I brush my finger tips against Ayaan's nose which is few centimetre away from mine. Enjoying the closeness I admire him closely as much as I want like a creep since he is in deep sleep and there is less chances of me getting caught.

His features looking softer than a baby from up close, my eyes falling upon his lips, those addicting one which only knows to show how much he loves me.

After the bold stunt I pulled out yesterday with a trembling heart, I feel so much better today. I love him, I know that, and I wanted him to know that too. That's why I thought It's the right time to say him.

I guess that is my first ever decision in my 20 years of life, which I do not regret.

I know he loves me but he feels awkward in saying that and I am fine by that, I can give him as much as time he wants to make him feel comfortable and say those words which I am sure will do many things to my heart.

He is not someone who expresses, hell he does not even talk to his parents with more than two sentences for a whole day...but when he is with me, he listens to my rubbish and patiently answers which is something very shocking to Ayaan's mom, cause one day she heard him blabbering things and laughing with me on something which is not at all a topic to be discussed about and that day I literally saw tears of regret in her eyes because she also wants her son to be playful and talkative just as he is behind this doors in the room with me, she regret being away from him and sending him abroad from when he was kid. But we can't do anything now just can wait for him to change or go on with how he is.

I run my fingers through his hair brushing them behind "Wake up husband wake up" I whisper in his ear and a smile automatically forms on his lips, he hums and pulls me closer "We are not here to sleep, are we? Get up and let's go somewhere" I play with his earlobe which is surprising cold.

"Few more hours Kinza" he mumbles and I roll my eyes at his truthiness, he knew he will not wake up in five minutes so he directly said the truth without bothering to give me fake hope.

"I want to go out" I mumble and when he hears that he opens his eyes, he rubs his eyes and again wraps his arm around my waist to pull me closer. I don't remember cuddling to him like this before, I love this and I wish he could do the same back in Jiddah without waking me up like a Mother everyday.

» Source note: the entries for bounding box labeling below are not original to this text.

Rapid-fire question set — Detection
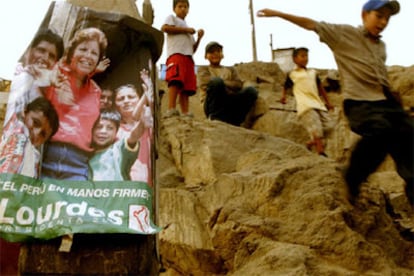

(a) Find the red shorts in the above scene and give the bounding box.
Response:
[165,54,197,96]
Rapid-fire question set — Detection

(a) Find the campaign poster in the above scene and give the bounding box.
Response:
[0,2,163,242]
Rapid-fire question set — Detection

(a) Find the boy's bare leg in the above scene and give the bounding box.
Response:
[180,93,189,114]
[168,85,180,109]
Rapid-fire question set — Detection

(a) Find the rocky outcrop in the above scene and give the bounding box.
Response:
[157,63,414,275]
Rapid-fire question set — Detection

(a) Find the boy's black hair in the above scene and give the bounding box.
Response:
[24,97,59,137]
[93,109,121,130]
[173,0,190,9]
[30,29,64,60]
[292,47,309,57]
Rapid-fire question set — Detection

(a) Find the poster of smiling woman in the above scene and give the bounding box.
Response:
[0,2,163,242]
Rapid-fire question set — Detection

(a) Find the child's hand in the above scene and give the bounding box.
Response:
[95,57,111,73]
[256,9,278,17]
[140,69,154,105]
[56,80,75,105]
[197,29,204,39]
[326,103,334,111]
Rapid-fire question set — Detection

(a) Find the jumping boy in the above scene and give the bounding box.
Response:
[280,47,333,155]
[257,0,414,208]
[161,0,204,117]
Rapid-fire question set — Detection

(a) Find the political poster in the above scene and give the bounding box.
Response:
[0,2,163,242]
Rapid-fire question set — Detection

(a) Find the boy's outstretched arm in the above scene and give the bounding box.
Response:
[193,29,204,53]
[127,94,147,148]
[256,9,316,31]
[318,82,334,110]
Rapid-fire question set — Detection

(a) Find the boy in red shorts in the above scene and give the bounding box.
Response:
[161,0,204,116]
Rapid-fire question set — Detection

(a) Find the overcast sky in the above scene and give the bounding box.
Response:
[0,0,414,79]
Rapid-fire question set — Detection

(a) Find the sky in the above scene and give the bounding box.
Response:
[0,0,414,79]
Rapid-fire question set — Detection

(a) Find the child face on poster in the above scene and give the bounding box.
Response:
[92,118,118,150]
[115,85,139,119]
[27,40,58,69]
[99,89,114,109]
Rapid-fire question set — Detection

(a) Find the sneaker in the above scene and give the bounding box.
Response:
[181,112,194,118]
[164,108,180,118]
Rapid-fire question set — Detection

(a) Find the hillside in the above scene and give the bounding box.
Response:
[157,63,414,276]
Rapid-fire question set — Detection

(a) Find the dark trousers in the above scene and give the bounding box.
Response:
[204,78,258,126]
[344,91,414,204]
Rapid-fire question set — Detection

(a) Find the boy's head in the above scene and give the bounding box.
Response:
[292,47,309,68]
[23,97,59,146]
[92,109,121,149]
[204,41,224,66]
[362,0,400,37]
[362,0,400,15]
[173,0,190,20]
[173,0,190,9]
[24,29,64,69]
[99,88,115,110]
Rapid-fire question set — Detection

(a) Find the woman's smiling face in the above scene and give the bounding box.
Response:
[70,40,100,77]
[115,87,139,117]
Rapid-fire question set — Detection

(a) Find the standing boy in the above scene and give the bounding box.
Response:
[280,47,333,155]
[257,0,414,205]
[161,0,204,116]
[197,41,257,126]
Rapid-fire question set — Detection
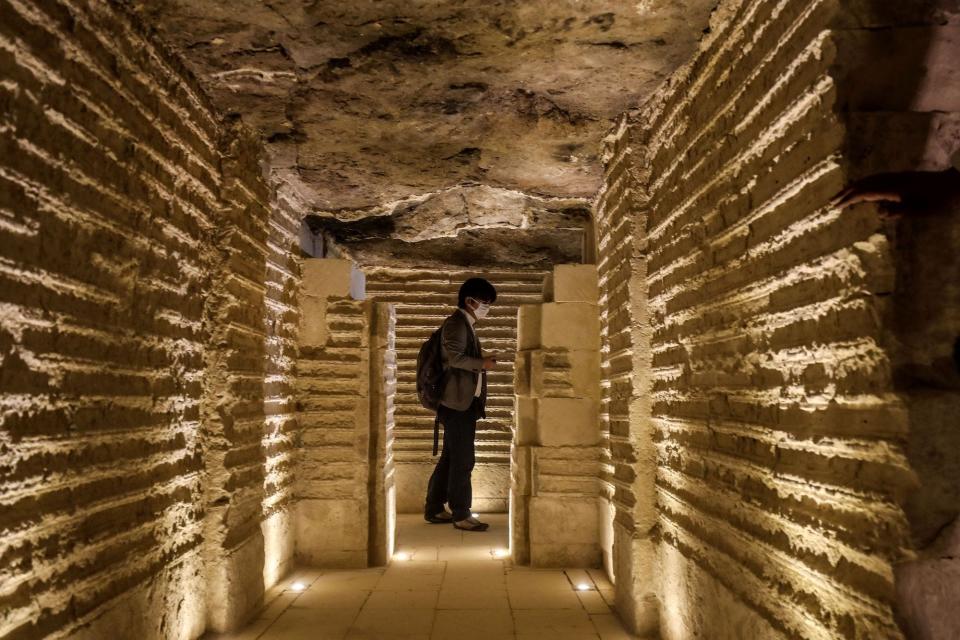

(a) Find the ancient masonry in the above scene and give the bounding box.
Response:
[0,2,299,638]
[596,1,958,639]
[296,259,395,567]
[365,268,544,513]
[510,265,609,567]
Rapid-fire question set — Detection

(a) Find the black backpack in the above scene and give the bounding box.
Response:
[417,325,443,455]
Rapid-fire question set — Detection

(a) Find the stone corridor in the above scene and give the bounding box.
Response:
[218,514,631,640]
[0,0,960,640]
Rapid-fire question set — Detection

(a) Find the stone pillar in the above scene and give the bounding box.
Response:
[296,259,371,567]
[369,303,397,566]
[510,265,603,567]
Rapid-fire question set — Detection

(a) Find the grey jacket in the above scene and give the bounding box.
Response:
[440,309,487,417]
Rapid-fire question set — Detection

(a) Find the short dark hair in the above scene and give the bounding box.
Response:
[457,278,497,309]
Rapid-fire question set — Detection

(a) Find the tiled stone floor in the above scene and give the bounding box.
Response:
[220,515,631,640]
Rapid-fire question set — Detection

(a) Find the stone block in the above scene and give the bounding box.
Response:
[510,487,530,565]
[513,351,535,396]
[526,496,602,567]
[296,499,368,568]
[529,496,600,545]
[510,445,533,496]
[517,304,542,350]
[207,529,264,631]
[393,462,434,514]
[513,396,537,445]
[532,350,600,400]
[300,258,356,300]
[543,264,600,304]
[298,296,330,347]
[544,302,600,351]
[535,398,600,447]
[530,542,603,569]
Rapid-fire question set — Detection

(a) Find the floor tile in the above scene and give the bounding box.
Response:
[513,609,598,639]
[432,609,513,640]
[348,609,435,639]
[590,614,636,640]
[363,590,437,610]
[576,591,610,614]
[290,584,370,611]
[437,586,510,609]
[260,608,357,640]
[257,591,300,620]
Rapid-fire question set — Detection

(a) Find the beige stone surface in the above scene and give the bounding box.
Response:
[536,398,600,447]
[217,515,630,640]
[296,499,369,567]
[532,349,600,400]
[543,264,600,304]
[540,302,600,350]
[517,304,542,349]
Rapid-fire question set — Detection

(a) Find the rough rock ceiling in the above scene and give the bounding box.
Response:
[137,0,715,268]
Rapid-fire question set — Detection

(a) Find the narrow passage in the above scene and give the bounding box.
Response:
[217,514,632,640]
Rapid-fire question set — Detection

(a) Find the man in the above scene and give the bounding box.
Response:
[424,278,497,531]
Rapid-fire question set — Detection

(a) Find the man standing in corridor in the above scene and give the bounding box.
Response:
[424,278,497,531]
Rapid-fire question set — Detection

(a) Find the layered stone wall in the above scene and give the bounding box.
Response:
[510,265,607,567]
[0,0,296,638]
[295,258,396,567]
[262,179,300,585]
[596,0,960,639]
[365,268,544,513]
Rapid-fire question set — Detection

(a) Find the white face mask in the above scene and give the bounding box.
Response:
[473,300,490,320]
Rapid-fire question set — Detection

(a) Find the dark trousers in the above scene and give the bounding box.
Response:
[424,398,480,521]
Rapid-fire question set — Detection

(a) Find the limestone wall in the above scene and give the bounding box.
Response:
[510,264,607,567]
[365,268,544,513]
[0,0,297,639]
[596,0,960,639]
[295,258,396,567]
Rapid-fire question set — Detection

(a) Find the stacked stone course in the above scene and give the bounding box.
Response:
[510,265,602,567]
[365,267,544,513]
[596,0,957,639]
[296,259,395,567]
[0,0,299,639]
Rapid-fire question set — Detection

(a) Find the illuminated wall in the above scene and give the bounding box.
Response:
[0,0,299,639]
[596,0,960,640]
[365,268,544,513]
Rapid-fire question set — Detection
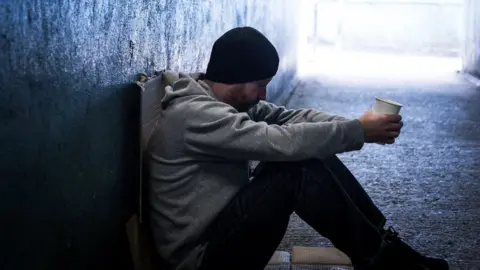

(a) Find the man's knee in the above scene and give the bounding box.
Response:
[254,159,325,176]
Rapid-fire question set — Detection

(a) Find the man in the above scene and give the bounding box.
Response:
[148,27,448,270]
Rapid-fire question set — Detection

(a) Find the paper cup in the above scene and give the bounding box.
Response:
[373,98,402,114]
[373,98,402,145]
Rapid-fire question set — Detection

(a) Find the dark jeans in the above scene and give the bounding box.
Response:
[200,156,385,270]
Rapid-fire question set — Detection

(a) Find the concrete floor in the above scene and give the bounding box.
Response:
[279,69,480,269]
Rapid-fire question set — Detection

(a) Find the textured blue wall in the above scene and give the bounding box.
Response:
[0,0,296,270]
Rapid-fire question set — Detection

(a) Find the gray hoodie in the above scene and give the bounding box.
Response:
[147,73,364,269]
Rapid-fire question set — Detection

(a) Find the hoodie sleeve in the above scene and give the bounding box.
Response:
[248,101,349,125]
[184,97,364,161]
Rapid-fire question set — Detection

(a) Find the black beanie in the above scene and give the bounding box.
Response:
[205,27,279,84]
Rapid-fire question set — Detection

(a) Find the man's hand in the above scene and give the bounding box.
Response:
[359,111,403,144]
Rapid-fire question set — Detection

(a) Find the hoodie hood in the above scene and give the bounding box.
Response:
[161,70,216,109]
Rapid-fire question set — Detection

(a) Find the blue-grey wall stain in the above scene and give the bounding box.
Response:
[0,0,295,270]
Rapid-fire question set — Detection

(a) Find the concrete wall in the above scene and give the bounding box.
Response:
[0,0,296,270]
[463,0,480,78]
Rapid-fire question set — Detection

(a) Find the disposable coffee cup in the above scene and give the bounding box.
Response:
[373,97,402,114]
[373,97,402,145]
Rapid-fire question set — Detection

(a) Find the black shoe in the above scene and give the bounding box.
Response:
[379,227,450,270]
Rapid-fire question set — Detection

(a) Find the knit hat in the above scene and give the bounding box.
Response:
[205,27,279,84]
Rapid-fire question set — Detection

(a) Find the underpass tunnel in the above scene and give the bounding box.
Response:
[0,0,480,270]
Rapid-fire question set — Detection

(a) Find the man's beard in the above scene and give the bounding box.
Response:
[235,100,260,112]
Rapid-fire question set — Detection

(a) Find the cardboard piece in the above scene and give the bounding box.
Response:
[292,246,352,265]
[126,71,176,270]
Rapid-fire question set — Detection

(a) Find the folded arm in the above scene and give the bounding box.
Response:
[248,101,349,125]
[184,97,364,161]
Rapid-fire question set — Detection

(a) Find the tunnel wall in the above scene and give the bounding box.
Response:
[463,0,480,78]
[0,0,296,270]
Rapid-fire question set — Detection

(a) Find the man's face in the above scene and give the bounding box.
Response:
[228,78,272,112]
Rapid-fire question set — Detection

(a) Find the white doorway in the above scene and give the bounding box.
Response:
[297,0,464,78]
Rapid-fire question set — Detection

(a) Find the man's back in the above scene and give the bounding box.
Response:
[147,71,248,268]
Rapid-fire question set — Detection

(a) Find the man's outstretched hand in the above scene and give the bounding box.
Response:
[359,111,403,144]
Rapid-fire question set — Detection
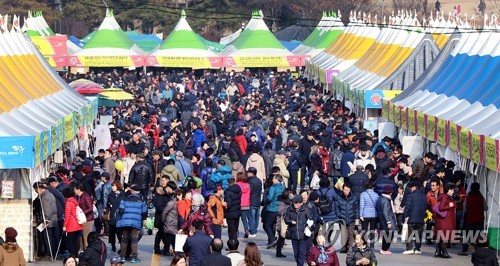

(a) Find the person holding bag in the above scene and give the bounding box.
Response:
[63,188,83,258]
[434,183,457,259]
[276,188,293,258]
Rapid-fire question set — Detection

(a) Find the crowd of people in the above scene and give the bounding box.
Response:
[13,70,496,265]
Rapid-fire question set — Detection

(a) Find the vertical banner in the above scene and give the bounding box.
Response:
[449,121,459,151]
[469,134,481,164]
[417,112,426,137]
[460,127,472,159]
[484,137,498,171]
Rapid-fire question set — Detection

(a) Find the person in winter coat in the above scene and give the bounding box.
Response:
[285,195,313,266]
[354,145,376,169]
[207,186,227,238]
[434,183,457,258]
[224,177,242,239]
[177,194,214,236]
[340,145,356,178]
[276,188,293,258]
[246,149,271,183]
[236,173,250,238]
[153,176,171,254]
[161,159,183,183]
[359,181,380,249]
[78,232,106,266]
[346,234,377,266]
[263,175,285,249]
[62,188,83,258]
[106,181,125,252]
[306,234,340,266]
[260,142,277,181]
[403,180,427,255]
[161,186,182,254]
[128,153,154,199]
[247,167,262,238]
[0,227,26,266]
[377,185,397,255]
[349,165,368,199]
[458,182,488,255]
[211,160,232,190]
[116,185,148,263]
[335,183,359,253]
[273,150,290,187]
[74,183,94,249]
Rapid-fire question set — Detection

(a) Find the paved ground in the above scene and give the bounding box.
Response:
[31,222,480,266]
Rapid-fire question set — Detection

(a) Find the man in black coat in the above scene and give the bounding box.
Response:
[224,177,241,239]
[403,181,427,255]
[128,153,154,199]
[349,165,368,200]
[247,167,262,238]
[199,238,231,266]
[182,219,214,266]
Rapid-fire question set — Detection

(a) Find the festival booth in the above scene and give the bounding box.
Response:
[67,10,145,67]
[332,11,439,119]
[20,11,68,68]
[305,12,380,84]
[0,19,97,260]
[145,10,222,69]
[292,11,344,57]
[219,11,304,68]
[383,21,500,250]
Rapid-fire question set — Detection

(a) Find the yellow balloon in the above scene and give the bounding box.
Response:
[115,160,125,171]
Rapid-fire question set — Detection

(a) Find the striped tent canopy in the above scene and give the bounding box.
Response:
[292,11,344,56]
[306,12,380,82]
[0,19,93,169]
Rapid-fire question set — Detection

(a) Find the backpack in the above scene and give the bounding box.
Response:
[318,188,333,214]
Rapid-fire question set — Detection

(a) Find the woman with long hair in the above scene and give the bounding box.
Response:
[238,242,264,266]
[106,181,125,252]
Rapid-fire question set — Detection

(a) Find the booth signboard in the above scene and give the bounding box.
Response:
[0,136,35,169]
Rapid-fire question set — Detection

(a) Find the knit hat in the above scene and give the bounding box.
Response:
[5,227,17,240]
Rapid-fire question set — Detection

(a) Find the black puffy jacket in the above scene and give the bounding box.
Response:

"We are staying for a week sweetheart, you can visit as much as places you want, for now let me sleep" he again closes his eyes and snuggles closer in the crook of my neck, and I control the urge of smacking his head, didn't want to end up on the ground with sore butt in the morning.

Not feeling sleepy at all I admire the ceiling and wait for him to again fall in a deep slumber.

When I hear his breathing getting normal and even, I carefully hold his hand to remove it from my waist and quietly I slip out of the bed.

"That was a difficult task" wiping my fake sweat from my forehead and letting out a deep breath as if I have just solved the most difficult clue. I stand beside the bed with my hands on my waist.

"What should we do now?" Speaking to myself is fun "you are independent women, you can go out but I don't know how independent the men's out here our and I don't want to get into any trouble...hmm so I guess I should order something unhealthy and vibe on some song. Yup let do that!" I March towards the washroom to get freshen up after admiring the washroom again and after solving the difficult maths in the washroom which has alien taps and showers that made me stand there and look at it for few seconds not knowing how to operate it but then I remember my tutor husband teaching and after using my little mind and after remembering all the studies he taught me yesterday I take a very good slow bath.